Maryland State Police warn parents about online predators sexually extorting minors on social media platforms.
Authorities say they’ve received multiple reports of minors being contacted by strangers through messaging services such as Facebook, Instagram, and Snapchat.
“Investigators believe online predators may often give the impression they are romantically interested in the minor being targeted, to gain their trust. As the chats progress, the suspect user will request sexually illicit photographs of the minor, and might even send photographs back to the minor in return,” according to police.
If a minor sends a sexually illicit photograph, the online predator proceeds to extort the victim. These suspects usually ask for money in the form of a gift card and prepaid credit card numbers.
“The suspect accounts advise that if money is not sent, the illicit photographs of the minor will be sent to family, friends, and posted online accompanied by distasteful comments about the minor,” police said.

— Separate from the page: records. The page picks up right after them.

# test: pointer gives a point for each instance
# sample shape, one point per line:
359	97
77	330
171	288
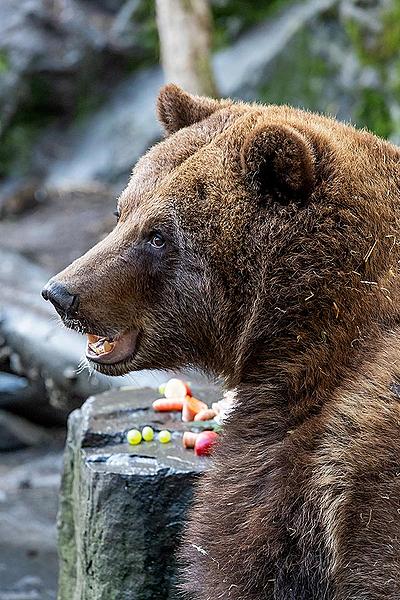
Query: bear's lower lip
109	351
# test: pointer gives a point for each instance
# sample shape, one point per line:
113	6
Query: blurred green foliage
302	73
232	17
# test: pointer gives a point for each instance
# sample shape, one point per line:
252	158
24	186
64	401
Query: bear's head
252	239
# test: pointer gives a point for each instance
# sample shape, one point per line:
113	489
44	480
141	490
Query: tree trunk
185	28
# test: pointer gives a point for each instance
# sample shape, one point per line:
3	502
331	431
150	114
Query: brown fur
280	273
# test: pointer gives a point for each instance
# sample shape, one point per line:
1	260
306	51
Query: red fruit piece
176	388
189	439
205	442
192	406
167	404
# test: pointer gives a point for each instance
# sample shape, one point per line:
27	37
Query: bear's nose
60	297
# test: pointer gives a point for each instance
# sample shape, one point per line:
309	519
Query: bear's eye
157	240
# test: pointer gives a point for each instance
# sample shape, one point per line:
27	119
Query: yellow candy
134	437
147	433
164	436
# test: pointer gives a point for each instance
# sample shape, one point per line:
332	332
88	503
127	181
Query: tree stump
122	507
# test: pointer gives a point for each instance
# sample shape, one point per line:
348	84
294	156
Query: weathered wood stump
122	507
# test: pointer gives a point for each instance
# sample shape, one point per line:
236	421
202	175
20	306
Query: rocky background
78	81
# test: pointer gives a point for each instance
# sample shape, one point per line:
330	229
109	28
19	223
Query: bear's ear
177	109
280	161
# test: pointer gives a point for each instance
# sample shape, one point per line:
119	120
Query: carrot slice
192	406
168	404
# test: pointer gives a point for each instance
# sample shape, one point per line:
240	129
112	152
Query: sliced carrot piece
192	406
168	404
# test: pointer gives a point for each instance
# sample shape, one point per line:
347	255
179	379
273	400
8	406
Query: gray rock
107	145
121	506
16	433
29	482
62	46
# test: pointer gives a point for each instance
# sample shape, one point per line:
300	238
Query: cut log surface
122	507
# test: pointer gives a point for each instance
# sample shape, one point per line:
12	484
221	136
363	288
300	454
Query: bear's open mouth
111	350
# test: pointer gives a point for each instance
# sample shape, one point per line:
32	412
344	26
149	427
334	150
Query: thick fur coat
279	268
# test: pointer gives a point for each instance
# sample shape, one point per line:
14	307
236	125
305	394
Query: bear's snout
63	301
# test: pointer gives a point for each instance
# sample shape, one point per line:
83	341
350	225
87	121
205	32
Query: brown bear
261	244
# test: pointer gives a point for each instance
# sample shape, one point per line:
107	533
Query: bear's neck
305	376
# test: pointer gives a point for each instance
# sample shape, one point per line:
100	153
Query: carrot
192	406
168	404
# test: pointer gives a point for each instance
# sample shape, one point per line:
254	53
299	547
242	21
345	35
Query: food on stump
204	443
164	436
134	437
161	388
176	388
189	439
191	407
168	405
206	415
148	433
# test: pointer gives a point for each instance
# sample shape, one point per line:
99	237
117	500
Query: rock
106	145
63	225
122	507
16	433
12	388
29	482
18	196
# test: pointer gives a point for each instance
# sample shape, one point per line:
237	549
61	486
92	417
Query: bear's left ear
280	161
177	109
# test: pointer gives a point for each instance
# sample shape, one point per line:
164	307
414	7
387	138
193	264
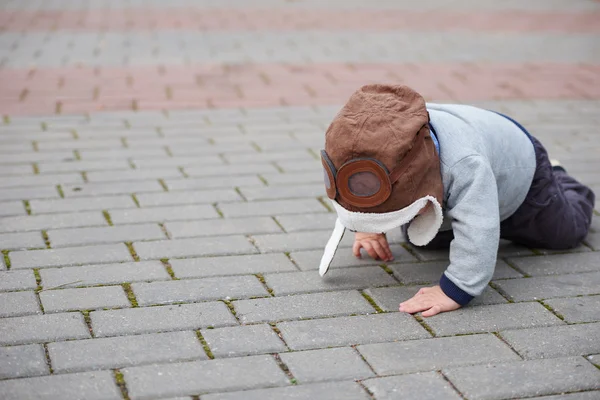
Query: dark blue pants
556	213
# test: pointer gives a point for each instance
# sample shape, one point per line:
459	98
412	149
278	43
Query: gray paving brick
161	319
97	385
22	361
492	318
231	265
301	306
56	221
163	214
103	274
236	226
17	280
525	378
243	340
101	235
337	279
288	242
79	166
425	386
14	304
345	331
213	182
559	264
69	256
203	376
192	290
81	204
10	208
125	351
112	188
42	328
190	197
389	298
83	299
436	353
38	192
577	309
213	246
15	241
547	287
575	340
308	260
327	390
271	208
326	364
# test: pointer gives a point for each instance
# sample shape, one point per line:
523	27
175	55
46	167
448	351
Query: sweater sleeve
472	207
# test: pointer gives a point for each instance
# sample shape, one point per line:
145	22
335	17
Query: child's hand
375	244
431	301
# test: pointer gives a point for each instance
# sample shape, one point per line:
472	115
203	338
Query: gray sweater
487	165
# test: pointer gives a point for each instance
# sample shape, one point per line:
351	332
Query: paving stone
411	274
24	240
425	386
51	221
231	265
492	318
161	319
195	197
69	256
308	260
81	204
559	264
192	290
337	279
12	208
97	385
83	299
212	246
17	280
434	354
577	309
327	390
22	361
346	331
547	287
103	274
42	328
288	242
307	222
109	234
301	306
125	351
203	376
163	214
14	304
39	192
271	208
326	364
389	298
112	188
243	341
525	378
236	226
573	340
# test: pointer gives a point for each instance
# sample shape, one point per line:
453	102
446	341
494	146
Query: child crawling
451	176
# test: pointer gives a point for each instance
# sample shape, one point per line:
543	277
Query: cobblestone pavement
162	212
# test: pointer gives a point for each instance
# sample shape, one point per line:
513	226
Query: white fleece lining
420	232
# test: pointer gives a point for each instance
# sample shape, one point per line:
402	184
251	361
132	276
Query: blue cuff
454	292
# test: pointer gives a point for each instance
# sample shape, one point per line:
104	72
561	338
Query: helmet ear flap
329	175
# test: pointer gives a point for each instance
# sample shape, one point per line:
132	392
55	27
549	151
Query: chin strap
331	247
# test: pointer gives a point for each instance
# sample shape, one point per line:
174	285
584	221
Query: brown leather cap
383	122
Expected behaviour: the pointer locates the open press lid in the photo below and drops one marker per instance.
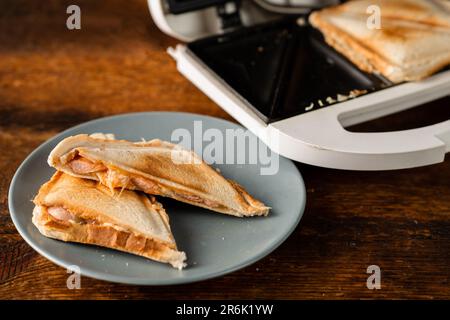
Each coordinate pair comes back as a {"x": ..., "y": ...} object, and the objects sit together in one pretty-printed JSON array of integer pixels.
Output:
[{"x": 283, "y": 82}]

Investigators found that in many instances the suspect accounts originate from foreign countries which “significantly limits” the ability to formally identify a suspect.

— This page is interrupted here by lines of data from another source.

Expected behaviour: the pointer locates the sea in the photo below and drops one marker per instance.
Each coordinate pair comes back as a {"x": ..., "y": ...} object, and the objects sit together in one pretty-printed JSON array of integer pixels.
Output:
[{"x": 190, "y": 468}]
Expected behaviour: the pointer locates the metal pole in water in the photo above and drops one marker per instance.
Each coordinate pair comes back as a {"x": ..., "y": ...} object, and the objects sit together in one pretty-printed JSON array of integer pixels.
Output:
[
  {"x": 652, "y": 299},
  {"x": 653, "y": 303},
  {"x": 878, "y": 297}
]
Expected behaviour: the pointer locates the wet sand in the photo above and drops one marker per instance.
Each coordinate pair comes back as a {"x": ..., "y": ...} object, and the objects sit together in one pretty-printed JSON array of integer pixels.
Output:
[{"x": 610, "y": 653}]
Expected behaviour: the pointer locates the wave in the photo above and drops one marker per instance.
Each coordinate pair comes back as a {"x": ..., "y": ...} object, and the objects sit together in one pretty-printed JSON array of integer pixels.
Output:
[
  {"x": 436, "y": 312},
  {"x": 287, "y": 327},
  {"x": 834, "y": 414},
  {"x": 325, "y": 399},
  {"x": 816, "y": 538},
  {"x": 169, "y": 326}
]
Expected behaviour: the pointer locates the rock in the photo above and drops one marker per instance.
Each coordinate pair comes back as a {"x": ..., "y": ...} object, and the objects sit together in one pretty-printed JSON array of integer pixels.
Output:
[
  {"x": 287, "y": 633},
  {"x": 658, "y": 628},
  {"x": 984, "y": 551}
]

Police urge parents and guardians to educate their children on the following points:
- When contacted by an account you do not know, it is very possible the account does not belong to who they say they are;
- Although an account might seem harmless at first, the nature of a chat can quickly become threatening and intimidating;
- DO NOT click on unknown links / URLs sent by unknown accounts;
- DO NOT take illicit photographs of yourself;
- DO NOT send illicit photographs of yourself online;
- If you are contacted by an unknown account, it is best to ignore the message, report the account to the social media platform, and block the account from being able to view your profile.
Authorities also encourage parents to monitor their children’s online activity and implement the following safety tips:
- Place computers in a common area of the house and not bedrooms
- Educate yourself about digital devices and the Internet
- Make reasonable rules and set screen time limits
- Reinforce the guiding rule “Don’t talk to strangers”

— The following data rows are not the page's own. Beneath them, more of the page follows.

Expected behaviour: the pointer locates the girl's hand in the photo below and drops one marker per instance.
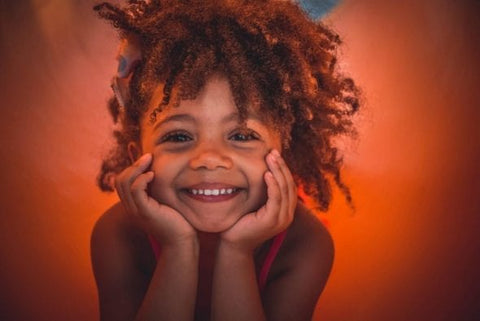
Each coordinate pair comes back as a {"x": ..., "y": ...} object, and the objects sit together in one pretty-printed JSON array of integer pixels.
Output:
[
  {"x": 275, "y": 216},
  {"x": 167, "y": 225}
]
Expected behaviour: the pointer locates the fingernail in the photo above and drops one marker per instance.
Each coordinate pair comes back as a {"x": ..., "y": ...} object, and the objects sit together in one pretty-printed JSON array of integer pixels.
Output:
[{"x": 144, "y": 157}]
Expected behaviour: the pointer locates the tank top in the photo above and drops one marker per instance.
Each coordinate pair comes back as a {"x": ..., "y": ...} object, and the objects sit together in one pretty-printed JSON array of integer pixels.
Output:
[{"x": 266, "y": 264}]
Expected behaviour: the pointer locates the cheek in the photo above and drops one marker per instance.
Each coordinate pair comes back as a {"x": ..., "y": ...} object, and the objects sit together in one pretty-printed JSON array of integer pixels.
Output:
[{"x": 165, "y": 171}]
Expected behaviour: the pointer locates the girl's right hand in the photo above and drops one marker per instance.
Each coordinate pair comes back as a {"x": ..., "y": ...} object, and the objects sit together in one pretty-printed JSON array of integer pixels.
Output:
[{"x": 167, "y": 225}]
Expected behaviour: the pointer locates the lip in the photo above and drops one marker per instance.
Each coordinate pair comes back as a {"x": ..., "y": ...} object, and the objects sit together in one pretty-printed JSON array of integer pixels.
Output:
[{"x": 211, "y": 192}]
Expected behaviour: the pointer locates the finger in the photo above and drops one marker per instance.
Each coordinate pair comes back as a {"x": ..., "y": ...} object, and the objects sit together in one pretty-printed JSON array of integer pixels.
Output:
[
  {"x": 128, "y": 176},
  {"x": 139, "y": 192},
  {"x": 291, "y": 186},
  {"x": 274, "y": 165},
  {"x": 140, "y": 166},
  {"x": 274, "y": 198},
  {"x": 122, "y": 194}
]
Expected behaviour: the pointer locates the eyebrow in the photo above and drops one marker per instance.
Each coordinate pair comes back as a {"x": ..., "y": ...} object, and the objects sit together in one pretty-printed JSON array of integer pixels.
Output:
[{"x": 189, "y": 118}]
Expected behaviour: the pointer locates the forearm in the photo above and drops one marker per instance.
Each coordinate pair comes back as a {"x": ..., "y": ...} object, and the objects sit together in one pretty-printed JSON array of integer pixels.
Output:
[
  {"x": 235, "y": 294},
  {"x": 173, "y": 288}
]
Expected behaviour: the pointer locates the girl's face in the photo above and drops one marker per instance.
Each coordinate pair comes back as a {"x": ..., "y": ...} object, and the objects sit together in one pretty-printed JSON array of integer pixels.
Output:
[{"x": 207, "y": 166}]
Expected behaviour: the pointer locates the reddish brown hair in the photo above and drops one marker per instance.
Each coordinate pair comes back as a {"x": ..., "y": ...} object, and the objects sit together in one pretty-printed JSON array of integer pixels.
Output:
[{"x": 274, "y": 57}]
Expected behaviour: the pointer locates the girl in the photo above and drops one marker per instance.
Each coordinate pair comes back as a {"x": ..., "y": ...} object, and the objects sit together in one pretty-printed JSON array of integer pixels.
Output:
[{"x": 225, "y": 107}]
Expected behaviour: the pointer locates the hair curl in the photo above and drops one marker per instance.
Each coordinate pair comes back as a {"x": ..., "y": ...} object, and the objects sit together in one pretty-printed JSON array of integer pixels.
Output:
[{"x": 275, "y": 58}]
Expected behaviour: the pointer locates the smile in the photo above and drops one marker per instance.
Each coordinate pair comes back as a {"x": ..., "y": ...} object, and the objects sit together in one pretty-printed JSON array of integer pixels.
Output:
[{"x": 214, "y": 192}]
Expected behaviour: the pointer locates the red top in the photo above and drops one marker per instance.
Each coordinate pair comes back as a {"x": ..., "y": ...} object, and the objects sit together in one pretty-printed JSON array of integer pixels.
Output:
[{"x": 267, "y": 263}]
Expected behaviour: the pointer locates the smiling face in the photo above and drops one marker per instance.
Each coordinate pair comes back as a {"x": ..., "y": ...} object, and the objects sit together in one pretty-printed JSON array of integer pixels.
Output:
[{"x": 207, "y": 165}]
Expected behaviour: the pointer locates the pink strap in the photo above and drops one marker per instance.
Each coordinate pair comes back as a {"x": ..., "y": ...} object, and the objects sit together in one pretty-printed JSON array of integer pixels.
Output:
[
  {"x": 272, "y": 254},
  {"x": 155, "y": 246}
]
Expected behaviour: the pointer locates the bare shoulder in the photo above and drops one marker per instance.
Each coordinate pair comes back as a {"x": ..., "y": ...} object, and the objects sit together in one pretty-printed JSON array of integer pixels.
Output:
[
  {"x": 301, "y": 269},
  {"x": 122, "y": 263},
  {"x": 308, "y": 245}
]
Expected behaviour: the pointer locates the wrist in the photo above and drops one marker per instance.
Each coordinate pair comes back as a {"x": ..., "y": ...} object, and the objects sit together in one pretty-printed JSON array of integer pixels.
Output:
[
  {"x": 180, "y": 247},
  {"x": 235, "y": 250}
]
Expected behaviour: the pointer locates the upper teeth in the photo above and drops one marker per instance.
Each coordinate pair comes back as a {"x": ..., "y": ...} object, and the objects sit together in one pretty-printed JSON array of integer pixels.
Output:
[{"x": 207, "y": 192}]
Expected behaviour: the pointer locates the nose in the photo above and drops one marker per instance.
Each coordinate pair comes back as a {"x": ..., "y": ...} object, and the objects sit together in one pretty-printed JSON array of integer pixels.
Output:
[{"x": 211, "y": 158}]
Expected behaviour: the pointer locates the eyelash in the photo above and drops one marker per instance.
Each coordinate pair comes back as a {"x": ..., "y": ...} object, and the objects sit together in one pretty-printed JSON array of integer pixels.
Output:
[
  {"x": 246, "y": 134},
  {"x": 183, "y": 137},
  {"x": 176, "y": 137}
]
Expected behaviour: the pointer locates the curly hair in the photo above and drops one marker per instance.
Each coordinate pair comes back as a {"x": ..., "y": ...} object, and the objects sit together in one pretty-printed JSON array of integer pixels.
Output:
[{"x": 275, "y": 58}]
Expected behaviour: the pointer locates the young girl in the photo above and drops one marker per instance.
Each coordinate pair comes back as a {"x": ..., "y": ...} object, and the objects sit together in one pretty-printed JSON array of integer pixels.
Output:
[{"x": 225, "y": 107}]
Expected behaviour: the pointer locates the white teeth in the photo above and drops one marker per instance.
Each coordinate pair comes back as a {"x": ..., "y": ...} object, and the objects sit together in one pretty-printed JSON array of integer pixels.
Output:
[{"x": 214, "y": 192}]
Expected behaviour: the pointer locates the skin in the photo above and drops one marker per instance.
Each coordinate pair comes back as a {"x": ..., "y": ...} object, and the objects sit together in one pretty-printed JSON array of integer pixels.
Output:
[{"x": 211, "y": 246}]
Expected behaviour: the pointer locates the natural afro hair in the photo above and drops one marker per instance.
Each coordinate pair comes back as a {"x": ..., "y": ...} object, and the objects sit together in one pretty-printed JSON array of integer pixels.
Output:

- Put accounts in your name and know your child’s passwords
- Don’t let your children give out personal information online
- Be aware of other digital devices your child may be using
- Review the use histories or logs of your digital devices to see where your children have been online
Complaints involving child exploitation can be filed with the National Center for Missing and Exploited Children at www.missingkids.com or by calling 1-800-THE-LOST.